United Faculty vote to reduce semester span

By Lorenzo Morotti, Associate Editor

The decision to compress the semester from an 18-week semester to a 16-week schedule moves forward as United Faculty members vote online to approve the tentative agreement opened on Monday.

District Administrative Services Executive Vice Chancellor Eugene Huff said if UF members ratify the online vote, ending on Feb. 9, then a two-week reduction to the semester length would be slated for a 2018 fall semester implementation.

“There are various benefits to the switch,” Huff said. “It would give us time to hold a winter intersession. With 16 weeks instead of 18, we trim off 10 days and it gives us two weeks to play around with so we can offer more courses.”

District Communications and Community Relations Director Tim Leong said while he is also confident the agreement will pass, that does not mean there is not a lot of work still needed to be completed in terms of adjusting course sections, labs and other scheduling issues that may arise.

Huff said, “For many science professors, their course structure is defined by the science lab blocks and how long they run. So we may have to go back and work with departments and administrators to tweak the schedule.”

UF Executive Director Jeffery Michels said the tentative agreement negotiated with the district in December 2016 deals with compensation for part-time, and full-time faculty.

According to the agreement, it would implement a one-time off schedule compensation of about 2.5 percent of the base pay of the 2017 spring semester, and create changes to banked load that would give faculty who retire this year up to a $20,000 bonus.

“For a lot of people a bonus is enough justification for approving this agreement,” Michels said. “Even if it is a small one-time bonus, it was included to compensate for the work required with switching over courses to a reduced semester.”

According to the UF Table Talk weekly newsletter issued Thursday, this bonus will also pay for professors to the district’s new online learning management system — Canvas.

Contra Costa College President Mojdeh Mehdizadeh said the agreement also sets minimum hours a week for counselors and librarians but more discussions with department chairpersons and division deans are needed to resolve scheduling issues particularly for the sciences and nursing departments.

“Science and nursing faculty will have the hardest time adjusting to the change,” Mehdizadeh said. “But the positive side we are not the first college to do this and can look to them for examples.”

Huff said discussions about moving from an 18-week semester to a 16-week schedule have been simmering at the district for about a decade, but it was tabled for a variety of reasons.

“In the last two years it has come up again,” he said.

“But this time with a higher level of interest.
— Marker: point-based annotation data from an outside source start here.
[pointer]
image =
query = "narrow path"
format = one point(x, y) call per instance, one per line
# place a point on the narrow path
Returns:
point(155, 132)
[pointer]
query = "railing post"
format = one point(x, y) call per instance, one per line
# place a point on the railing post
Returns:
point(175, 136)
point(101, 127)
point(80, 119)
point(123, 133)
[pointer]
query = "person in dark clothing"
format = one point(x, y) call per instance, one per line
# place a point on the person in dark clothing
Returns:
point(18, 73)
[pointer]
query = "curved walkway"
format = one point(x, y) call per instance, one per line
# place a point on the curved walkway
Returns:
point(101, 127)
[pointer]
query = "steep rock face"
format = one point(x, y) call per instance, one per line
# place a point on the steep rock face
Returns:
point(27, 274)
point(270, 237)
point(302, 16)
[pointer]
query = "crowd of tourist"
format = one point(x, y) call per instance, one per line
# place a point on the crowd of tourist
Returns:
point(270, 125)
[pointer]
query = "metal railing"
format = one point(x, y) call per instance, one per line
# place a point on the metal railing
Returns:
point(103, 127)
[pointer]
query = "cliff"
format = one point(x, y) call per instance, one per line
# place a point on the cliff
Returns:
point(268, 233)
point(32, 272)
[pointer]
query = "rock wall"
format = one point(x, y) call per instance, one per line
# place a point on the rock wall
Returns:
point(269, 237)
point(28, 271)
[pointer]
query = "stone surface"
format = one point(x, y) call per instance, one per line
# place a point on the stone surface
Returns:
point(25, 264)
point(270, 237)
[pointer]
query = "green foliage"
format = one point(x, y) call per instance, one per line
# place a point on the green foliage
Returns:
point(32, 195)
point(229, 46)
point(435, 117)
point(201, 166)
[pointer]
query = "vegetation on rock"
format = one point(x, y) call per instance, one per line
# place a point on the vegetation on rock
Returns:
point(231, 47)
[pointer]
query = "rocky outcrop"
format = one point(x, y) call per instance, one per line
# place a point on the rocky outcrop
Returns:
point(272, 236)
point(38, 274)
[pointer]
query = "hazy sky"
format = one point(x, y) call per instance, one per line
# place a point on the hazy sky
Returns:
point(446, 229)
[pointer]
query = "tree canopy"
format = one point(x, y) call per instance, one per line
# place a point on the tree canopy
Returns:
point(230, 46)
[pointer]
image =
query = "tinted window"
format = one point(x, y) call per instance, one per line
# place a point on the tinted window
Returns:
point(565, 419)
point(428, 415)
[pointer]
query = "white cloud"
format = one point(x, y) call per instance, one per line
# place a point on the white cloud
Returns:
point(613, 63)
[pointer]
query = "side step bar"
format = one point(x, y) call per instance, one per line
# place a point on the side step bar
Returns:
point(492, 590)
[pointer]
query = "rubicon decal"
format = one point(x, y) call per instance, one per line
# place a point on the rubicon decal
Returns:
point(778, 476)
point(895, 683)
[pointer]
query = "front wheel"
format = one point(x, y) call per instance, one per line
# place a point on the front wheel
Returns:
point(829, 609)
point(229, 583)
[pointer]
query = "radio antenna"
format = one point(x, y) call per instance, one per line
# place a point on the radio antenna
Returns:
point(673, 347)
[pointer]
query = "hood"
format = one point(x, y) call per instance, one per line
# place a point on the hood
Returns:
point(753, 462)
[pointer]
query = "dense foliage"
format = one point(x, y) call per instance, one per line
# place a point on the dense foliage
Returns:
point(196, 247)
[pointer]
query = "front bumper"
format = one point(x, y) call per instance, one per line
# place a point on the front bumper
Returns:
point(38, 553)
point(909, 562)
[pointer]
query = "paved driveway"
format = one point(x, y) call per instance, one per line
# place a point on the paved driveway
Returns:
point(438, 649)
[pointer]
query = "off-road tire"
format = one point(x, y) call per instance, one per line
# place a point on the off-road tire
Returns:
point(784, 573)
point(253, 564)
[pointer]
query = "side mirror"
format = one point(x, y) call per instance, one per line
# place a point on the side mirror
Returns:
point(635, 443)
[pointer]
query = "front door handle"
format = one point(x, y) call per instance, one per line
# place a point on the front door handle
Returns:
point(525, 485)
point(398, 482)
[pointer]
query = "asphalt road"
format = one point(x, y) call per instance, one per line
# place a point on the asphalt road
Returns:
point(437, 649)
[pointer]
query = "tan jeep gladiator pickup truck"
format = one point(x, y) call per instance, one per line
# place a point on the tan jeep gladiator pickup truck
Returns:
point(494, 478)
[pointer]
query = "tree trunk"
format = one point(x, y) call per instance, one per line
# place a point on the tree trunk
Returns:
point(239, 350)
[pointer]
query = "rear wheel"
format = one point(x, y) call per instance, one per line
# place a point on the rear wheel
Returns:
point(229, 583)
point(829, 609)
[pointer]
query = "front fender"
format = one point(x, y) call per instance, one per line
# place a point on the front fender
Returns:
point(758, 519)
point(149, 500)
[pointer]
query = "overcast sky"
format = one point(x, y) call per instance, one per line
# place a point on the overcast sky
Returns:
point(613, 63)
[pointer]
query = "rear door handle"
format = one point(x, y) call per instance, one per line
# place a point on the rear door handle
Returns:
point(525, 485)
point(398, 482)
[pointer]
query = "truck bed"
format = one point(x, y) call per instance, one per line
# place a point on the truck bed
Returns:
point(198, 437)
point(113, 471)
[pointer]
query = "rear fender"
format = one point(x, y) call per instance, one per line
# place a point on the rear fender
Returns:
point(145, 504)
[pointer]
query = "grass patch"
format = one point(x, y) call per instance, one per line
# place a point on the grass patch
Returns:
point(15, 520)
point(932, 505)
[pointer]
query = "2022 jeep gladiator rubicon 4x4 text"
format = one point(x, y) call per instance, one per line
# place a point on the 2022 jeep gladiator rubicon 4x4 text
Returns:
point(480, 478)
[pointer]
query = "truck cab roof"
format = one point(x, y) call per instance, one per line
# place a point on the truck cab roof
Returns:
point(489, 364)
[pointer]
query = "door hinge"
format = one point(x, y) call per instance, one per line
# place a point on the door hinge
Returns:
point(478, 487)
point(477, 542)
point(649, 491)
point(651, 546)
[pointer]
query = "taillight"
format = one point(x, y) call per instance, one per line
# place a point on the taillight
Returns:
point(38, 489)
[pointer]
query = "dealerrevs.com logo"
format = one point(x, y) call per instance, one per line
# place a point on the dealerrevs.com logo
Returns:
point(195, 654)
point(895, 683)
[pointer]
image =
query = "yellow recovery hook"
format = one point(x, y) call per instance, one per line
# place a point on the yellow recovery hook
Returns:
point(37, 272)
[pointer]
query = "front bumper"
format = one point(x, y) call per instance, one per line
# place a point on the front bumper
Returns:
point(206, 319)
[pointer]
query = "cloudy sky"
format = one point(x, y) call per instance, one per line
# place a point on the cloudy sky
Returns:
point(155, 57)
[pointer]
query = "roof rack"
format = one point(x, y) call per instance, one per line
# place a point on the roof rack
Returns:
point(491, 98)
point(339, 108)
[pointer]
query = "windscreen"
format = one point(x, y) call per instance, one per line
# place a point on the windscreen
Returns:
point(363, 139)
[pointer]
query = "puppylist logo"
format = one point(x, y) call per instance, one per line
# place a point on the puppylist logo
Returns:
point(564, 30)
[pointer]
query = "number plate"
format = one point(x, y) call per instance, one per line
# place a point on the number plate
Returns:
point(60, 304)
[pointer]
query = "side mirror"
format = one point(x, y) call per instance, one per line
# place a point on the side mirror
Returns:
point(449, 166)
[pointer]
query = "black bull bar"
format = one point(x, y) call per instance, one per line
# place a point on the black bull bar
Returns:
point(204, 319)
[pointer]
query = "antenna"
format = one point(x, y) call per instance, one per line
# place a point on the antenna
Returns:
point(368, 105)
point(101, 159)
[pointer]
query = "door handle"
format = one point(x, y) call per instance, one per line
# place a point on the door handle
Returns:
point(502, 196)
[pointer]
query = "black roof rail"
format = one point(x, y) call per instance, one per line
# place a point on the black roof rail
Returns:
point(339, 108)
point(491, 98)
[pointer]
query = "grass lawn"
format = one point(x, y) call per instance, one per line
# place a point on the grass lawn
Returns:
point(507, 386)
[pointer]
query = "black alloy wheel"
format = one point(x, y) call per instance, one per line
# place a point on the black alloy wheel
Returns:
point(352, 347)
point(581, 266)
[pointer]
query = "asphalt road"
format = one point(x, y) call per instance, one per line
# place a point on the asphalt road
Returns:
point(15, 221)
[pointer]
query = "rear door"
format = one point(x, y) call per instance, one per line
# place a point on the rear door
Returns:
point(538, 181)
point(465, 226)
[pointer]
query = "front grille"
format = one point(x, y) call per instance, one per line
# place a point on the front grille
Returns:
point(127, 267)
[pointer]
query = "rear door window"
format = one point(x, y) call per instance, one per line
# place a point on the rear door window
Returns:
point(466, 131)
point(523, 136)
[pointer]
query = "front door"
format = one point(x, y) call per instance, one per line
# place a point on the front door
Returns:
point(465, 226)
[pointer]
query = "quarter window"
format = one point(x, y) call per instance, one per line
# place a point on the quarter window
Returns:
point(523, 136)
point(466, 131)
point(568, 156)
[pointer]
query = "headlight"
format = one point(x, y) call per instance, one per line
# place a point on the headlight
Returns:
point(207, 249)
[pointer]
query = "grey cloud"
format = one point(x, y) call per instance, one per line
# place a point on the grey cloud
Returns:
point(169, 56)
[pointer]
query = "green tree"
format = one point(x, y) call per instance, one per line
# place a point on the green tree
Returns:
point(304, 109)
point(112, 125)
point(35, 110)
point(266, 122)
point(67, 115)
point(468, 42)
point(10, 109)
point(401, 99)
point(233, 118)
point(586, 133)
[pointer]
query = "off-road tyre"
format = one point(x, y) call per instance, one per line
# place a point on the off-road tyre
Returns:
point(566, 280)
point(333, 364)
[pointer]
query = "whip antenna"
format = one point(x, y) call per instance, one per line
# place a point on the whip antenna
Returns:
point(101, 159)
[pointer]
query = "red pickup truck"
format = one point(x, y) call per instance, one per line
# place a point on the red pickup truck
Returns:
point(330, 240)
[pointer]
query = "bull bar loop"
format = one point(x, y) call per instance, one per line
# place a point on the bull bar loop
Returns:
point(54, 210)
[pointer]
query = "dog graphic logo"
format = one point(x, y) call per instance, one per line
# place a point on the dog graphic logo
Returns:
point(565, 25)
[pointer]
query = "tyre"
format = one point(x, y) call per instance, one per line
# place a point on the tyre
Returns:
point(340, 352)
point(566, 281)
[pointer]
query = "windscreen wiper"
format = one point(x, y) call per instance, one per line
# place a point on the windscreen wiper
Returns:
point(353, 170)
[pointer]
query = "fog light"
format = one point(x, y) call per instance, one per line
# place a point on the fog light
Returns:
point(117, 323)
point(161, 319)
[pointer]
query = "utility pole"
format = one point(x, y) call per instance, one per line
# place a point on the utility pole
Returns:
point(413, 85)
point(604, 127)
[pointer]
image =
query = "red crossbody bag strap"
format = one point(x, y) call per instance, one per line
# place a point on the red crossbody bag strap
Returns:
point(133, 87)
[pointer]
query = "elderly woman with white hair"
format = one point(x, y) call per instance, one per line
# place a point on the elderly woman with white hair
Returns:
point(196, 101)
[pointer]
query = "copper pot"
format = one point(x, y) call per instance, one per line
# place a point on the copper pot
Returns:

This is what we were missing when the district was contemplating the decision in the past.”

Michels said the district reached out to various colleges throughout the state and invited speakers who have experienced a switch first hand to its campuses for workshops.

“Last year the Academic Senate worked with administrators and professors from other community colleges to work within the framework of a compressed calendar,” he said.

“On the UF website we have uploaded videos of speakers from these colleges explaining the benefits of the switch.”

But Leong said before they can work out the final issues with the scheduling, the agreement must go through the Chancellor’s Office for approval.

“Business takes a lot of time there,” he said. “It is a formality, but we still have a lot more time and resources to make all changes necessary to prepare for a 16-week calendar. “It would be very surprising for this be delayed any further, especially considering this been a topic of discussion for quite a while.

Mehdizadeh said she was part of the district task force created in 2006 that began researching benefits to a compressed calendar.

“There was interest,” Mehdizadeh said. “But at the time we were not ready to make a move for each constituency group review and provide feedback so we did not have consensus across board.”

Now, she said the district Research Office has looked at data from other institutions who have converted to comp calendar and shared those finding with constituency groups throughout the district as it nears a tangible switch to promote student success.

“All the research I’ve looked at shows that it is beneficial for students,” Mehdizadeh said, “The condensed time period provides an opportunity for students to focus in a slightly shortened time period.

“You don’t get sense of getting tired over lengthier time frame. Success rates look better for students who are on compressed calendars schedules in comparison to 18-week schedules.”

She said considering where the district was in 2006 in terms of being prepared to provide its community a smooth transition, now is the appropriate time accept change.

“A decision is coming up pretty soon,” Leong said. “Given the fact we are anticipating a 2018 fall semester implementation date for this tentative agreement on the compressed calendar.

“I cannot fathom that we will not be talking about this at a Governing Board meeting within this semester.”

CCC history professor Manu Ampim and Michels both agree that the transition from a longer semester to a shorter one will benefit students and needs to be approved as soon as possible.

“The compressed calendar is going to help a vast number of students who find the 18-week semester too long,” Ampim said. “I am 100 percent convinced the majority will be helped by it.”